Apr. 18, 2008 – Even the quarterly-ending month couldn’t muster enough strength to give the industry a positive boost, as demand continues to show softness in the semiconductor equipment sector, according to the latest data from SEMI.
The group says March tool bookings in North America were about $1.16B, -4.0% lower than February and -18.5% lower than a year ago. Orders returned to the trend of ~-20% Y-Y declines seen through most of 2H07 and into January 2008, and now represent a tenth consecutive month of double-digit growth declines.
Sales of roughly $1.29B declined about -1.3% M-M and -9.9% Y-Y. On a M-M comparison they slipped back to a small single-digit decline, roughly where they’ve been since last June. Y-Y sales growth has now been in the red for eight months, and the ~10% Y-Y decline is the second-highest since last summer.
The bigger slump in orders means the book-to-bill ratio (B:B), which had risen for five straight months, fell back to 0.89, meaning $89 worth of orders were received for every $100 worth of product billed for the month.

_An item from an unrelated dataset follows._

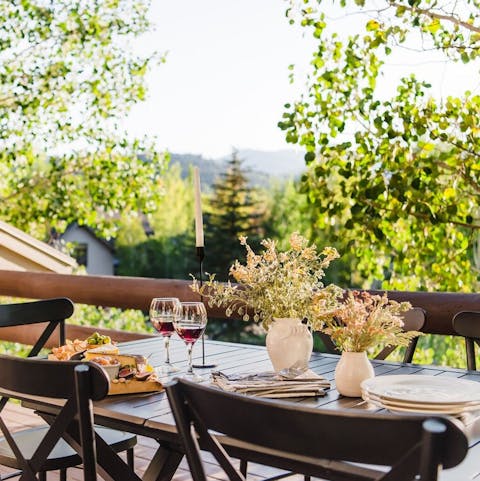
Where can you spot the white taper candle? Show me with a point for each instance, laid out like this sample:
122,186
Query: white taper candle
199,241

In a statement, SEMI’s Dan Tracy, senior director of Industry Research and Statistics, noted that orders have stayed generally at constant levels for the past six months, “a reflection of the uncertainty in the semiconductor industry and with current economic conditions.”
The soft numbers from March come despite the fact that SEMI tweaked down its original projections for February, which actually made the M-M declines less pronounced (bookings would have been -5.8% instead of -4%). The group shaved about $5.2B from Feb. billings, which translated into about 0.3% less growth both M-M and Y-Y. Bookings were cut by $23.5M, which took about 2% off the month’s M-M/Y-Y growth, and lowered the Feb. B:B by a point to 0.92.